The second of the spas - the Apple Spas - is marked today over much of central and eastern Europe. It coincides, as every year, with the Feast of the Transfiguration - a milestone in the ecclesiastical calendar. The Apple Spas is a day when great baskets of apples are taken to the morning celebration of the Divine Liturgy in village churches. It is a day that reminds us that a change in the seasons is not far hence.

Dear fellow travellers

Across much of central and eastern Europe, it is the month of honey, apples and walnuts. From the valleys of the Carpathians to the Crimea, Orthodox Europe celebrates three great feasts that remind us of the harvest season. These feasts are called spas - but don't expect to be pampered with aromatherapy and massages. The three spas are homely, rural affairs, community festivals where folk tradition and religion intersect.

The second of the spas - the Apple Spas - is marked today over much of the region. It coincides, as every year, with the Feast of the Transfiguration - a milestone in the ecclesiastical calendar which in the Western Church is celebrated on 6 August, but in the Orthodox tradition on 19 August (or an adjacent Sunday). Old calendrical habits still hold sway in Orthodox Europe.

The Apple Spas is a day when great baskets of apples are taken to the morning celebration of the Divine Liturgy in village churches. At one level a celebration of the bounty of the Earth, the Apple Spas also invites the faithful to ponder the tussle between good and evil in the Garden of Eden. It is a feast that reminds us that a change in the seasons is not far hence. Summer is slipping into autumn. "From now on, it's worth keeping your gloves handy," says my Ukrainian friend, recalling an old Ukrainian proverb associated with the Apple Spas.

Last year, we issued a copy of our Letter from Europe that elicited a considerable response from our readers. Quite exceptionally, we think it worth a second outing. It is reprinted below. The piece is called Transfiguration.

Transfiguration

I walk by dusk along the dirt road that sweeps through the fields of corn. I do not go as far as the hills, where each distant terrace jumps out in sharp relief. During the heat of the day, the high sun drains the landscape of energy. But, come evening, the dipping sun nurtures every cleft and ripple in the hills.

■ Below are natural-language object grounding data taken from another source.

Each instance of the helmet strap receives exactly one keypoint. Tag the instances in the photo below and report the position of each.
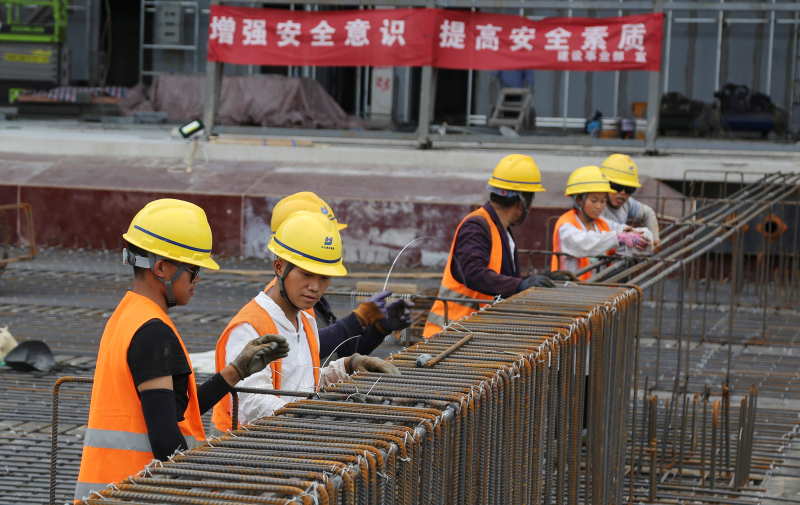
(525, 208)
(282, 287)
(583, 204)
(171, 302)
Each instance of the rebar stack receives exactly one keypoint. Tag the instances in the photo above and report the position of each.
(498, 420)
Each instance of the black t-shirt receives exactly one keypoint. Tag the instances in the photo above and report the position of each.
(155, 351)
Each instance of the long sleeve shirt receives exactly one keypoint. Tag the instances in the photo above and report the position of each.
(473, 250)
(634, 209)
(296, 371)
(583, 243)
(334, 334)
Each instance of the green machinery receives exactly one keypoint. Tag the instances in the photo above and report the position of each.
(32, 54)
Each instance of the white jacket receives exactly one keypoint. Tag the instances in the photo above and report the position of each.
(297, 370)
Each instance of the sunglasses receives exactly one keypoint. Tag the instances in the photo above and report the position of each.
(619, 188)
(193, 272)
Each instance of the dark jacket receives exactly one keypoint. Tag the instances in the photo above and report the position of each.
(333, 332)
(472, 253)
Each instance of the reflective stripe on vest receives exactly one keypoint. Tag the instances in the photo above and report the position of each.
(571, 217)
(451, 288)
(116, 445)
(256, 316)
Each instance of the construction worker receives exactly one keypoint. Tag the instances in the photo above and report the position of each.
(583, 234)
(483, 260)
(365, 328)
(623, 177)
(145, 403)
(308, 253)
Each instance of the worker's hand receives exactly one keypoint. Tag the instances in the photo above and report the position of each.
(633, 239)
(359, 363)
(398, 316)
(259, 353)
(562, 275)
(373, 309)
(536, 281)
(656, 246)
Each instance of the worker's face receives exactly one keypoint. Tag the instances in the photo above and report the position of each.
(595, 204)
(519, 212)
(303, 288)
(183, 287)
(618, 199)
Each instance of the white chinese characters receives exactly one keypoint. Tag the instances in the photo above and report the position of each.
(452, 34)
(487, 37)
(254, 32)
(357, 33)
(632, 38)
(322, 34)
(223, 28)
(521, 38)
(557, 40)
(393, 32)
(288, 33)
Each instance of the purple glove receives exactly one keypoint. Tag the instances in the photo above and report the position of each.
(379, 299)
(398, 316)
(633, 239)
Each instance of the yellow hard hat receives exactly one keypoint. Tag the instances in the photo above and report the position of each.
(620, 169)
(517, 172)
(173, 229)
(305, 200)
(310, 241)
(588, 180)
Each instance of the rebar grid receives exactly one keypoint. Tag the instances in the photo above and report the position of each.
(499, 419)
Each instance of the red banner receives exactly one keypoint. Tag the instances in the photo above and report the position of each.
(457, 39)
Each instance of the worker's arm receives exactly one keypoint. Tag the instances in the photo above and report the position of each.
(333, 372)
(582, 244)
(251, 406)
(472, 253)
(154, 357)
(363, 330)
(368, 338)
(645, 215)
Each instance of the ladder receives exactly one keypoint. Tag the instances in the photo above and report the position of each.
(511, 108)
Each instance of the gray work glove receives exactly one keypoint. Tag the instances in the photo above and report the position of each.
(259, 353)
(359, 363)
(397, 316)
(536, 281)
(562, 275)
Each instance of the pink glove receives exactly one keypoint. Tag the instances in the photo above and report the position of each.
(633, 239)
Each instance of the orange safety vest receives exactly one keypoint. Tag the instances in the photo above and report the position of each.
(451, 288)
(255, 315)
(275, 281)
(571, 217)
(116, 444)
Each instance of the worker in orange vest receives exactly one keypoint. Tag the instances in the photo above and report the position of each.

The bland contours of day are briefly transfigured into rich relief at the cusp of night. An hour later, darkness marches across the plains. It sews the shadows into a silken veil, gently draping that veil first over the fields of corn and a few minutes later over the hills. I cut along by the edge of the mere, past the spot where the mosquitoes play. Bats shudder and dance. I walk on through the orchard, picking up the path that leads back to the village. On the bank of the river men and women, who worked on the harvest by day, now talk into the night. I watch them from a distance, a little sad that their labours are the harbinger of autumn. There are raised voices in a debate about pay.

"They'll never be happy," says an elderly woman who stumbles along the path, ushering a goat before her. The lady has sad eyes and an evident limp. "See those bats," she says. "They are the happiest creatures on God's Earth. They even grin in their sleep."

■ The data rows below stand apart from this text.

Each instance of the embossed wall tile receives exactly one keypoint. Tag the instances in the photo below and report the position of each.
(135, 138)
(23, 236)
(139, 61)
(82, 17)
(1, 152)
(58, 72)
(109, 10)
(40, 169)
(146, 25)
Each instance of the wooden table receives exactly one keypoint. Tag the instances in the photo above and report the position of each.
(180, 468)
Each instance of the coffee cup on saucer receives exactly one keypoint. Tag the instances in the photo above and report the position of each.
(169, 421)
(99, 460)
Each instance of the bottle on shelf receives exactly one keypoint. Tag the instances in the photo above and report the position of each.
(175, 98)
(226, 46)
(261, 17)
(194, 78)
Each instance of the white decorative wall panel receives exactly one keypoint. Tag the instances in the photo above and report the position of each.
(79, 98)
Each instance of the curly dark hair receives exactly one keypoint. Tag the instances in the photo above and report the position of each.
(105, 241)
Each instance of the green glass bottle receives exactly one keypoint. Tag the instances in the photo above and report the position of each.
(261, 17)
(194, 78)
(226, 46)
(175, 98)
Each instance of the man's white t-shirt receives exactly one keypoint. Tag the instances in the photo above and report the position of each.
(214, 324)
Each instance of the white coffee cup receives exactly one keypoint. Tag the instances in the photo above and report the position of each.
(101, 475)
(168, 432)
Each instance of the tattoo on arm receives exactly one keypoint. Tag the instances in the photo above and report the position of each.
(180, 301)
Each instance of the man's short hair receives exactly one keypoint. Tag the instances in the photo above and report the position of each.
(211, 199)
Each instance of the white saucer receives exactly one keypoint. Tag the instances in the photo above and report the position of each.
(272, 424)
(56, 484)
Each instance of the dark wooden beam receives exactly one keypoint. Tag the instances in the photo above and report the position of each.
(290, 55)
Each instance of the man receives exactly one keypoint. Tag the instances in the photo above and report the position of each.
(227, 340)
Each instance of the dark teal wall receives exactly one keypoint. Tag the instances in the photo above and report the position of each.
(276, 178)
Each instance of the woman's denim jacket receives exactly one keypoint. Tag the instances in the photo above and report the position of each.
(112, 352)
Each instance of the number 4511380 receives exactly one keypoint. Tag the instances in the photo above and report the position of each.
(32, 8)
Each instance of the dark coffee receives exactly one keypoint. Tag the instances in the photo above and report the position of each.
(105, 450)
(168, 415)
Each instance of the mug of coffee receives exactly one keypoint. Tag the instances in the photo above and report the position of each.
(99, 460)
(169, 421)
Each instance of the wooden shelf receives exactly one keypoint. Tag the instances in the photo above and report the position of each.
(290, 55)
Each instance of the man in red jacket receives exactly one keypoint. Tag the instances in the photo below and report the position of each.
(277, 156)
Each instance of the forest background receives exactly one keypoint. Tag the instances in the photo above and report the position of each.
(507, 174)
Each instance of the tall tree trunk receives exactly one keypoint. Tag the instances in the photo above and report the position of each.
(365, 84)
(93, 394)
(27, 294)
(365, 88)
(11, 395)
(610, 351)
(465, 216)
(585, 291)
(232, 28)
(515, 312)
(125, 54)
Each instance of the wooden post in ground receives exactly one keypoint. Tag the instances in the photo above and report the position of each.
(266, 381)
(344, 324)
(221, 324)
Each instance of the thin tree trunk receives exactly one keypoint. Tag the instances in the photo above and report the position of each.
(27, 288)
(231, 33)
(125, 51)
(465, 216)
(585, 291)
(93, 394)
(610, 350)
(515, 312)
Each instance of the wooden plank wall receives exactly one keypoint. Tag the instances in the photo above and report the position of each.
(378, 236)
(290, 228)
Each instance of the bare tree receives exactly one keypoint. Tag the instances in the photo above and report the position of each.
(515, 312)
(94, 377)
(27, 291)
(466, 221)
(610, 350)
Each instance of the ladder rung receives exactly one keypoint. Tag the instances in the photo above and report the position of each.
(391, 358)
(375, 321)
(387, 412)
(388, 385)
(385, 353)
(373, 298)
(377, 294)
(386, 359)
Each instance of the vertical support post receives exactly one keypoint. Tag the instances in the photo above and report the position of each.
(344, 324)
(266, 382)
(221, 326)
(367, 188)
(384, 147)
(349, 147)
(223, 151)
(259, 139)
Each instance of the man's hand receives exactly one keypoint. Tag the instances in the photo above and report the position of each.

The lone woman smiles a smile that comes from Heaven and shows me the small basket of apples she has just gathered. Seven perfect spheres, each a medley of green and gold. Seven wonders, seven sins.

"Take, take," the woman urges. So I take an apple and taste all the warmth of summer and the sadness of the orchard. All the temptations of history and all the transfigurations of the seasons are concentrated miraculously into this one fruit.

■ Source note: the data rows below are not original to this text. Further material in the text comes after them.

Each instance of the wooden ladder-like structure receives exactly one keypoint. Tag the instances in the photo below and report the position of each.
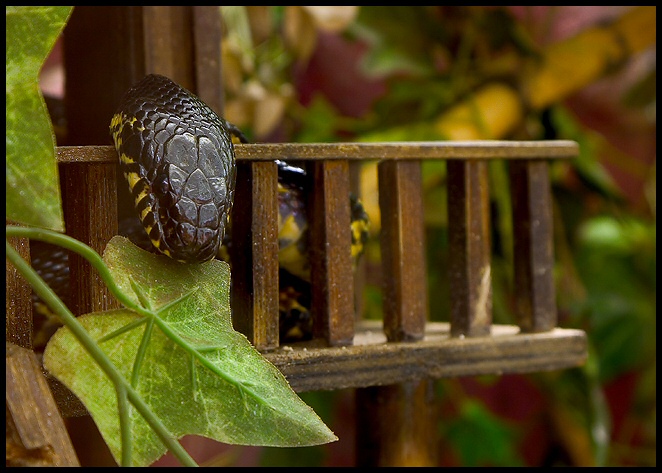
(390, 362)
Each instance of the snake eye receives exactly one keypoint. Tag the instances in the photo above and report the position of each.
(161, 185)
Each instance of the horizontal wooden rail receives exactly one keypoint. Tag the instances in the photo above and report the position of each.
(487, 149)
(404, 346)
(371, 361)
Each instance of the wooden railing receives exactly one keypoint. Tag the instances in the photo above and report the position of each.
(346, 351)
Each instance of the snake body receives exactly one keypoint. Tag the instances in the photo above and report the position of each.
(177, 157)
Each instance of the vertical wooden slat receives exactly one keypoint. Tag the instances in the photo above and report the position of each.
(469, 248)
(90, 213)
(403, 250)
(207, 32)
(535, 293)
(35, 433)
(330, 253)
(18, 298)
(254, 253)
(396, 425)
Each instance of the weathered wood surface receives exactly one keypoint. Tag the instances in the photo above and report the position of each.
(36, 434)
(92, 187)
(469, 252)
(416, 150)
(533, 235)
(18, 298)
(402, 241)
(332, 284)
(254, 253)
(371, 361)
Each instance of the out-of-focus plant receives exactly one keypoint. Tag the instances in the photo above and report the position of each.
(424, 73)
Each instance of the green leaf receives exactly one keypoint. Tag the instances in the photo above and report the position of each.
(195, 372)
(33, 191)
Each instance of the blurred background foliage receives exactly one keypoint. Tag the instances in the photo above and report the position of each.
(344, 73)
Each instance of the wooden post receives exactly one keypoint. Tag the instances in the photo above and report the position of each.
(330, 253)
(396, 425)
(535, 293)
(18, 298)
(403, 250)
(254, 253)
(90, 214)
(469, 247)
(35, 435)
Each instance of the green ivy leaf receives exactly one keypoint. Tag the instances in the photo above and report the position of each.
(33, 191)
(196, 373)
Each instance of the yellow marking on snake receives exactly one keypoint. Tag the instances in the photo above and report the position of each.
(132, 178)
(144, 213)
(358, 228)
(126, 159)
(144, 193)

Last Sunday, the Feast of the Transfiguration in the Orthodox calendar, was the Apple Spas. Across much of Orthodox Europe, the spoils of the new harvest were offered up at church services. No matter that the combine harvesters are still hard at work in the fields. No matter that the apples still hang heavy in the orchards. Change is in the air. Soon the geese will be rolling south. No longer does the noonday sun bake the land as fiercely as a few weeks ago. Now there is a little dew in the mornings. Villagers no longer swim in the river which lazily swings past the cemetery. Instead, they stay at home and make apple jam.

The Apple Spas is the second of three Spas (or festivals). We gave thanks for the new season's honey earlier this month. Last weekend, the apples were drenched with grace as the village priest scattered holy water on the harvest offering. And now we are like squirrels, gathering the nuts which next week are showcased in the last of the trinity of Spas.

Yet of the three, it is the Apple Spas which most conspicuously marks the passage of the seasons. It stands centre stage in the three rituals. It is a reminder that winter is not so very far away. A few weeks hence, the first frosts will come, and then the snow. White drifts will mask those clefts and ripples in the hills. The mere will freeze, but not before the mosquitoes have mysteriously disappeared. The bats won't shudder and dance with midsummer delight. But still they will sleep with smiles on their faces. For the seasonal transfiguration of the earth is indeed a wondrous thing.